Mixed P _BAD- psl and ΔpslAB (red cells) biofilm population before and after (A) treatment with colistin, cells in the biofilm were removed from the 96 well plate and imaged. (B) MBC-B results for mixed culture biofilms reveal that the presence of ΔpslAB sensitized the P _BAD- psl to lower concentrations of colistin. (C) A monoculture of ΔpslAB survived exposure to 4 µg/ml of colistin without the requirement of Psl in the matrix. ΔpslAB can survive increasing concentrations when part of a joint biofilm with P _BAD- psl, up to 32 µg/ml. Error bars represent SEM (n = 3). Scale bars represent 10 µm.
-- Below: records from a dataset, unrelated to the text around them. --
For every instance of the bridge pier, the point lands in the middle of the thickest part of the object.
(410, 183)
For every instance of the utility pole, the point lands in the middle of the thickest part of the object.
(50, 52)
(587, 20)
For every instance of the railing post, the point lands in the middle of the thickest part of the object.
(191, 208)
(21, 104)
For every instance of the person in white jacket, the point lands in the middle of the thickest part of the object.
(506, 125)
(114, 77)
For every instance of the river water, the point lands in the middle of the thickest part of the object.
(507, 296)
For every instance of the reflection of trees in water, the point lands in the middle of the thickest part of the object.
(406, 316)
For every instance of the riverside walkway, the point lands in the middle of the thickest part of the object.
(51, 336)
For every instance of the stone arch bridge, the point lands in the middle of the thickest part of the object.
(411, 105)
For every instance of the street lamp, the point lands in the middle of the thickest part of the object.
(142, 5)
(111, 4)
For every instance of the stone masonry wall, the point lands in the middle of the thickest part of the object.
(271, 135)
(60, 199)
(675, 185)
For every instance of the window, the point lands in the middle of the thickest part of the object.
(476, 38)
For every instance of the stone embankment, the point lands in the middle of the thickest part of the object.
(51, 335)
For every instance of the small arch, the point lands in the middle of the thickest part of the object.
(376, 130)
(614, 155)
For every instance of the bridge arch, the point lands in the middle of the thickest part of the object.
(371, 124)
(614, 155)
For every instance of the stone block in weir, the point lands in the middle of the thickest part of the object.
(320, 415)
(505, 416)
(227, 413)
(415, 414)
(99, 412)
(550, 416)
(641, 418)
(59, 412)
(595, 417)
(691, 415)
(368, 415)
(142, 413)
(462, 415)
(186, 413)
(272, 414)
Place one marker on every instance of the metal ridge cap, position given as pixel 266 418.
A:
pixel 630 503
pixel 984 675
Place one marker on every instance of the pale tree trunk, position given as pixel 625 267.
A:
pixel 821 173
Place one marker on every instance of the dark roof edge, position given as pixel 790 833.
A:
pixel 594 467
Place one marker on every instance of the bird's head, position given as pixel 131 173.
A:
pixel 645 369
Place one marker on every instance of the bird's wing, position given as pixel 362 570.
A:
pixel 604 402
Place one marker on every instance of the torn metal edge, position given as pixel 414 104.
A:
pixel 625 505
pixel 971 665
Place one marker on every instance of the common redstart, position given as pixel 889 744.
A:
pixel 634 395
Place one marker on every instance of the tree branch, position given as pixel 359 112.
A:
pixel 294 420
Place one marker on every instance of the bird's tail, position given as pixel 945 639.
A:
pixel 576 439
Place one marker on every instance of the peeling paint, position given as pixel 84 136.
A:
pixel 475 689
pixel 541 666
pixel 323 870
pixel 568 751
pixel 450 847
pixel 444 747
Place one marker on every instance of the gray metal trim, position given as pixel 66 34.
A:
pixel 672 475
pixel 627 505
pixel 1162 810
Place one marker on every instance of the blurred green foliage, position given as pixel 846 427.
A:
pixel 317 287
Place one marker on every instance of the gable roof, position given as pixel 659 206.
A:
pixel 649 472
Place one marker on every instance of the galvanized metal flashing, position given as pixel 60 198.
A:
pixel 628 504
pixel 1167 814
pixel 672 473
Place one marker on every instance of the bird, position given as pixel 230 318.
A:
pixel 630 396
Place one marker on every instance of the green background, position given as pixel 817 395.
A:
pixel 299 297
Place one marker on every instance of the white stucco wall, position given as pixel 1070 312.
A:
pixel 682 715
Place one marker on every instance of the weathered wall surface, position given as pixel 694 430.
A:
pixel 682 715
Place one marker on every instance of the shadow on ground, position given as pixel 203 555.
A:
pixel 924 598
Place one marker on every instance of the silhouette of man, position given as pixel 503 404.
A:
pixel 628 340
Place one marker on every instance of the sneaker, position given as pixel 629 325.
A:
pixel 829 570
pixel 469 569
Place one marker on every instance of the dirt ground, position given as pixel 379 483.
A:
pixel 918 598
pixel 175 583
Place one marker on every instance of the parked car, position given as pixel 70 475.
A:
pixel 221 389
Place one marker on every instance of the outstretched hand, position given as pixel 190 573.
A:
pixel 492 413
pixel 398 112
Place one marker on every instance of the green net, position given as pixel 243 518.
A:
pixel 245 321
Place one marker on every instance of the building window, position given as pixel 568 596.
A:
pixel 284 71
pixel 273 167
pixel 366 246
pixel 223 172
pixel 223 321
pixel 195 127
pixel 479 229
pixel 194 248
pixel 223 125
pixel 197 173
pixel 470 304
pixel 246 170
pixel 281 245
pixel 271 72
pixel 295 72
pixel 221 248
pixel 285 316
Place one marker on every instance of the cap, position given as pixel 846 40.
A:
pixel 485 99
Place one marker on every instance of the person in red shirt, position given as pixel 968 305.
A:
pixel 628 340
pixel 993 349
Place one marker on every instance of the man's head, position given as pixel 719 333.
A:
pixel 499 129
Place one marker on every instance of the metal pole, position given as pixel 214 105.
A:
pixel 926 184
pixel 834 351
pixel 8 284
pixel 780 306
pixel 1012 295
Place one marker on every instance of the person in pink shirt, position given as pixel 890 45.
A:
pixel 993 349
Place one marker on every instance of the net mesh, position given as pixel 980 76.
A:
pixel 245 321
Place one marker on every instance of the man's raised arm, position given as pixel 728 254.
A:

Figure 8. Psl provides a protective advantage for E. coli and S. aureus.

Both E. coli (A, E) and S. aureus (B, F) form mixed species biofilms with ΔpslAB and P _BAD- psl. E. coli did not require the presence of P. aeruginosa to form a biofilm at the liquid-air interface on polystyrene (E); however, S. aureus formed a biofilm at the liquid-air interface only in the presence of P. aeruginosa (F). Psl-mediated protection was extendable to E. coli biofilms co-cultured with P _BAD- psl. The addition of 32 µg/ml of colistin eradicated monospecies and ΔpslAB E. coli mixed species biofilms; however, E. coli cells co-cultured with P _BAD- psl were protected (C). Similar effects were observed for S. aureus, although a protective effect was also observed with ΔpslAB cells (D). E. coli cells were identified via expression of GFP while P. aeruginosa cells were non-fluorescent (E). S. aureus cells were identified with hexidium iodide (red) where as P. aeruginosa cells were stained with Syto 9 (green) (F). Scale bars represent 5 µm (E) and 10 µm (F).